English    Türkçe    فارسی   

5
520-544

  • Adem’in işlediği küçücük kusur karın ve cima yüzünden oldu. Fakat iblisin suçu ululuktan ve mevki yüzündendi. 520
  • Hasılı Adem çabucak tövbe etti, halbuki o melun, tövbe etmeye tenezzül etmedi.
  • Boğaz ve cima hırsı da kötüdür. Fakat mevki hırsı olmadıkça yine de sınıklıdır.
  • Bu mevki hırsının kökünü dalını söylemeye kalkışırsam bir başka cilt lazımdır.
  • Arap serkeş ata Şeytan dedi, yazıda yayılan ata değil.
  • Şeytanlık lügatta baş çekmedir. Bu sıfat lanete layıktır. 525
  • Bir sofranın çevresine yüz tane adam oturur, yer. Fakat baş olmak isteyen iki adam dünyaya sığamaz.
  • O, dünya yüzünde bunun bulunmasını istemez. Hatta padişah padişahlığıma ortak olur diye babasını bile öldürür.
  • Duymuşsundur ya saltanat kısırdır derler. Padişahlık davasında olan, korkusundan akrabalığı filan hep keser, hepsinden vazgeçer.
  • Çünkü, saltanat kısırdır, onun oğlu yoktur.
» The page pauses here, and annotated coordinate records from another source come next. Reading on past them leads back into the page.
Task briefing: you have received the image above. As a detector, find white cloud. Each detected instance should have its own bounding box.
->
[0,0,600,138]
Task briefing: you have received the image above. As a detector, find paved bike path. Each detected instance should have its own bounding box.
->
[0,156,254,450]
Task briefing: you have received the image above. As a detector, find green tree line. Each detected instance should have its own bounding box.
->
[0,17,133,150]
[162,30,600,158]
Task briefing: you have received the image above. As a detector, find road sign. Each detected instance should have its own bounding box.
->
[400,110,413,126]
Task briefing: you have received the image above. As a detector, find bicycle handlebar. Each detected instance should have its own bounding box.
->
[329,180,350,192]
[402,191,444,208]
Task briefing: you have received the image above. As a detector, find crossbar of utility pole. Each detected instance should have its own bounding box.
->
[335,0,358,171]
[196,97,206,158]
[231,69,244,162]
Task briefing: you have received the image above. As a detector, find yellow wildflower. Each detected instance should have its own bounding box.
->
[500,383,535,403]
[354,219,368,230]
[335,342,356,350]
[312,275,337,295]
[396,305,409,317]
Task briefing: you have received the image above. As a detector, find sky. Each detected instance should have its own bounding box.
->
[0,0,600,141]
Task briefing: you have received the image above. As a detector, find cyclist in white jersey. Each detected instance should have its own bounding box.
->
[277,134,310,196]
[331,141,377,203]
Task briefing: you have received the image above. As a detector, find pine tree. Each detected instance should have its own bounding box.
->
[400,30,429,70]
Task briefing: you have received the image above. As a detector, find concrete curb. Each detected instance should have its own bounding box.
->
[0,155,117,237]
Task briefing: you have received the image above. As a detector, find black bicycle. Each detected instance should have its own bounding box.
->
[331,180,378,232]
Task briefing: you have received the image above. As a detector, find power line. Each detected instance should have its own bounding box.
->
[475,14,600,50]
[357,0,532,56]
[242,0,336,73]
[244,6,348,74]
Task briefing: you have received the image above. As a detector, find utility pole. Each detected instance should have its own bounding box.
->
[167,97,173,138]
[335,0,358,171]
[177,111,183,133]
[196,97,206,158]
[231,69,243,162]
Ateş gibi kimseyle dostluğu olamaz.
  • Kimi bulursa yakar, yırtar. Kimseyi bulamazsa kendi kendisini yer. 530
  • Hiç ol da onun dişinden kurtul. O katı yürekliden merhameti az um!
  • Hiç oldun mu o katı yürekliden korkma. Her sabah mutlak yokluktan ders al.
  • Ululuk, ululuk ıssı Allah’nın elbisesidir. Kim onu giymeye kalkışırsa vebale girer.
  • Taç onundur, kemer bizim. Vay haddini aşana!
  • Bu tavusluk kanadı, sana bir sınamadır. Buna kapıldın mı Allah’ya ortak olmaya, onun gibi noksan sıfatlardan arı olduğunu davaya kalkışırsın. 535
  • Hakimin birinin, gagasıyla güzelim kanatlarını yolup atan ve bedenini kel ve çirkin bir hale koyan tavus kuşunu görüp hayretle “Kendine acımıyor musun?” demesi, tavus kuşunun “Acıyorum ama bence can, kanattan daha değerlidir. Bu kanatsa benim can düşmanımdır” diye cevap vermesi
  • Bir tavus kuşu, ovada kanatlarını yolmaktaydı. Hakimin biri gezmeye çıkmıştı.
  • Onu görüp dedi ki: Ey tavus böyle güzelim kanatları nasıl oluyor da kökünden yolup atıyorsun? Hiç acımıyor musun?
  • Bu süsü koparıp balçığa atmana gönlün nasıl razı oluyor?
  • Hafızlar o tüyleri beğendiklerinden alıp mushafların arasına koyuyorlar.
  • Halk, havalanmak için tüylerinden yelpazeler yapıyorlar. 540
  • Bu ne nankörlük bu ne cüret! Bilmiyor musun ki nakkaşın kim?
  • Yahut da biliyor da nazlanıyor; mahsustan o süsleri yoluyorsun.
  • Birçok naz vardır ki suç olur; kulu, padişahın gözünden düşürür.
  • Nazlanmak, şekerden tatlıdır ama az çiğne, yüzlerce tehlikesi vardır.